This page focuses on the debt students take on to attend Cosmetology School of Arts and Science LLC: median debt, the percentile spread, total borrowing including PLUS loans, and the cost to repay. The data below is drawn directly from federal sources.
At CSAS specifically, 72% of incoming students take out a loan to help cover first-year costs, averaging $7,551 each — a figure that counts both private and federal student loans.
The average federal loan is $7,551. This is at or above the $5,500 first-year federal borrowing cap that applies to the typical dependent freshman. Keep in mind the all-undergraduate averages further down count federal loans only, unlike this private-plus-federal freshman figure.
Counting every undergraduate at CSAS, 66% use federal student loans to help pay for their education, with a mean of $7,270 a year. That is 3.7% under the freshman federal average of $7,551.
Carrying that yearly figure forward comes to roughly $14,540 in two years and roughly $29,080 over a four-year span. This assumes steady federal borrowing and leaves out private and Parent PLUS loans.

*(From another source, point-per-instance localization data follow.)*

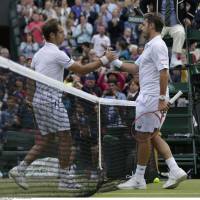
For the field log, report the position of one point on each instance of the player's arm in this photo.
(30, 91)
(126, 67)
(164, 78)
(84, 69)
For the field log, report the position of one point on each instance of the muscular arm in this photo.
(84, 69)
(164, 77)
(130, 68)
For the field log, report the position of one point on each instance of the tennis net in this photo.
(102, 149)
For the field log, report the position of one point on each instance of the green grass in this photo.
(189, 188)
(48, 188)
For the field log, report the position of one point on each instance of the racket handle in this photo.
(175, 97)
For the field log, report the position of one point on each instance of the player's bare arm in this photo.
(130, 68)
(84, 69)
(164, 77)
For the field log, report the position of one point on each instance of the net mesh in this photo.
(102, 150)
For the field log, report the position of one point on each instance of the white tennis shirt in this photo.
(51, 61)
(153, 59)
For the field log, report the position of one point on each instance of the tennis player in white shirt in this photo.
(50, 115)
(153, 67)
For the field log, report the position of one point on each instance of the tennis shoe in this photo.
(68, 181)
(175, 178)
(19, 177)
(133, 183)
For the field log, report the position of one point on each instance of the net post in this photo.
(100, 148)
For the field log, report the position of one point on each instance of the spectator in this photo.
(64, 13)
(132, 90)
(132, 16)
(4, 52)
(104, 16)
(85, 49)
(134, 52)
(83, 32)
(91, 87)
(122, 49)
(28, 48)
(113, 115)
(22, 60)
(111, 76)
(115, 27)
(100, 41)
(77, 9)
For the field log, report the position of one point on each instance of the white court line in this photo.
(192, 193)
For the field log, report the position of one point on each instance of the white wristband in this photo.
(117, 63)
(104, 60)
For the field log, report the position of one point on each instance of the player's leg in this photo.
(66, 175)
(18, 173)
(143, 154)
(176, 174)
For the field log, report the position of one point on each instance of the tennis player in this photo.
(50, 115)
(153, 67)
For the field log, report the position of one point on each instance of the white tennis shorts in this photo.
(50, 114)
(147, 122)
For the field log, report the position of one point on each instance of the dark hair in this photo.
(156, 19)
(51, 26)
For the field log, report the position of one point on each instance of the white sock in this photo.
(23, 166)
(63, 172)
(171, 163)
(140, 171)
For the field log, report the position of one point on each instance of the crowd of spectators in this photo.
(90, 27)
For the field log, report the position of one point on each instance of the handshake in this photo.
(111, 57)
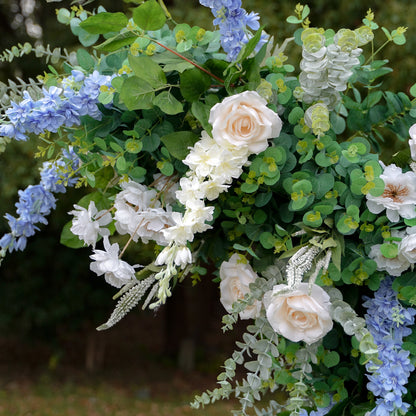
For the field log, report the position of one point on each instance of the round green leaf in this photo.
(149, 16)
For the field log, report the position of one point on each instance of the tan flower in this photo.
(236, 277)
(299, 314)
(244, 121)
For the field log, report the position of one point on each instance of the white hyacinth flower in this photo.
(180, 256)
(412, 141)
(394, 267)
(106, 262)
(399, 196)
(88, 224)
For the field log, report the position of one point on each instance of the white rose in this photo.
(236, 277)
(299, 314)
(407, 247)
(412, 141)
(244, 120)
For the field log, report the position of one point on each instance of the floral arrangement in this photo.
(210, 149)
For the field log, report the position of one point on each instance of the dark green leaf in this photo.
(148, 70)
(149, 16)
(177, 143)
(85, 60)
(168, 103)
(117, 42)
(137, 94)
(193, 83)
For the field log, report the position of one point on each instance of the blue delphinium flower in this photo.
(57, 107)
(388, 321)
(233, 21)
(37, 201)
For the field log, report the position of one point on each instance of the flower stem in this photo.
(188, 60)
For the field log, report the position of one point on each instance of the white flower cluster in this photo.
(140, 214)
(242, 124)
(399, 196)
(88, 224)
(326, 69)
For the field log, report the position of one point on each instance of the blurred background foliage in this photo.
(50, 286)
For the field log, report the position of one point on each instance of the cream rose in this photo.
(236, 277)
(412, 141)
(244, 120)
(300, 314)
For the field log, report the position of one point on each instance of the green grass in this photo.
(51, 398)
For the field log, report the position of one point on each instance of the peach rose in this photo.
(244, 120)
(299, 314)
(236, 277)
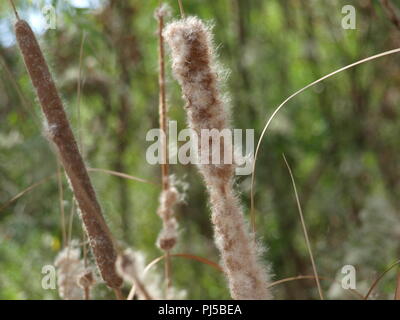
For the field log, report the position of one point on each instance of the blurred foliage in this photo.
(341, 138)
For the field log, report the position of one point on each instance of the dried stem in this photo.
(193, 66)
(60, 133)
(14, 9)
(167, 238)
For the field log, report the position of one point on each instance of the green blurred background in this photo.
(341, 138)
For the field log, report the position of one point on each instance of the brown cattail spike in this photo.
(60, 133)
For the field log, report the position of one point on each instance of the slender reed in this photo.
(193, 65)
(305, 232)
(60, 133)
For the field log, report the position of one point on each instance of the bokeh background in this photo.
(341, 138)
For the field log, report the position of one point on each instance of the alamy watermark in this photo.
(349, 20)
(209, 146)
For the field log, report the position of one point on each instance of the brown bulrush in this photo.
(193, 66)
(60, 133)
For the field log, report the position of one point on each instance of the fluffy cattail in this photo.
(169, 195)
(193, 66)
(169, 233)
(60, 133)
(69, 268)
(130, 267)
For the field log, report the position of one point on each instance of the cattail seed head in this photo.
(194, 67)
(61, 135)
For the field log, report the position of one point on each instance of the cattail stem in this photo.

| Undergraduate federal borrowing | Value |
|---|---|
| Share using federal loans | 66% |
| Average federal loan per year | $7,270 |
| Undergraduates with a federal loan | 48 |
| Total federal loans (one year) | $348,977 |
The middle borrower at CSAS owes $6,790 in federal borrowing.

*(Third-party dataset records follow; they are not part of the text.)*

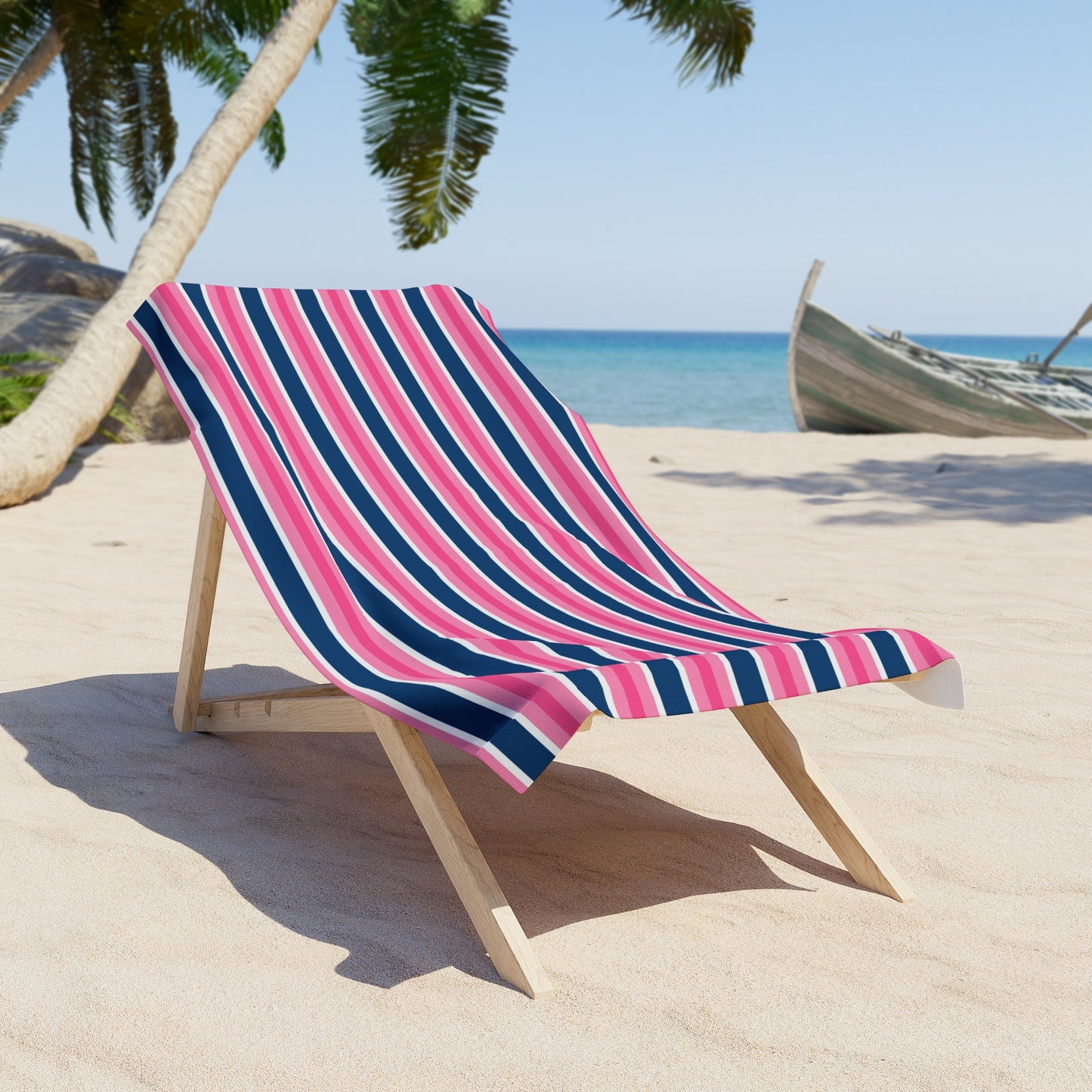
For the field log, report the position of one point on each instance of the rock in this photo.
(20, 237)
(51, 273)
(53, 324)
(44, 322)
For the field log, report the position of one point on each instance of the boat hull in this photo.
(844, 382)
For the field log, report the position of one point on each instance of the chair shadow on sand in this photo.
(996, 488)
(314, 831)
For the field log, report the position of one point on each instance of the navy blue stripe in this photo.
(895, 663)
(748, 679)
(820, 665)
(667, 676)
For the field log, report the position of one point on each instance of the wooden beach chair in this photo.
(448, 546)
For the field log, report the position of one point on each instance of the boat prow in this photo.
(843, 380)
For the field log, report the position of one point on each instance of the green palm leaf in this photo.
(434, 73)
(718, 34)
(22, 26)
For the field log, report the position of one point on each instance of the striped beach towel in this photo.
(444, 539)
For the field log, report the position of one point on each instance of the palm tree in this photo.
(115, 56)
(435, 71)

| Borrower group | Median federal debt |
|---|---|
| All federal borrowers | $6,790 |
| Students who completed (graduates) | $10,556 |
Looking only at the median is misleading — these four percentiles describe the full debt distribution for borrowers at CSAS.
| Percentile | Cumulative Federal Debt |
|---|---|
| 25th percentile | $4,750 |
| 75th percentile | $20,000 |
Repayment burden translates the debt figures into what a borrower actually pays each month. CSAS.
A loan default — failing to keep up with federal student-loan payments — is one of the worst financial outcomes a borrower can face. The official Department of Education two-year default rate for CSAS follows.
| Metric | Value |
|---|---|
| 2-year cohort default rate | 35.2% |
| Borrowers in the cohort | 34 |
This rate follows a borrower cohort from the start of repayment through the two-year window the Department of Education uses.
The Difference Between Subsidized and Unsubsidized Loans
Subsidized loans pause interest while you are in school; unsubsidized loans do not. That difference compounds over four years, so the type of loan you take matters as much as the amount.
Important to Remember
Federal student loans are not discharged in bankruptcy in all but the rarest cases, and the government can withhold part of your income or tax refund if you default.
References
More about our data sources and methodologies.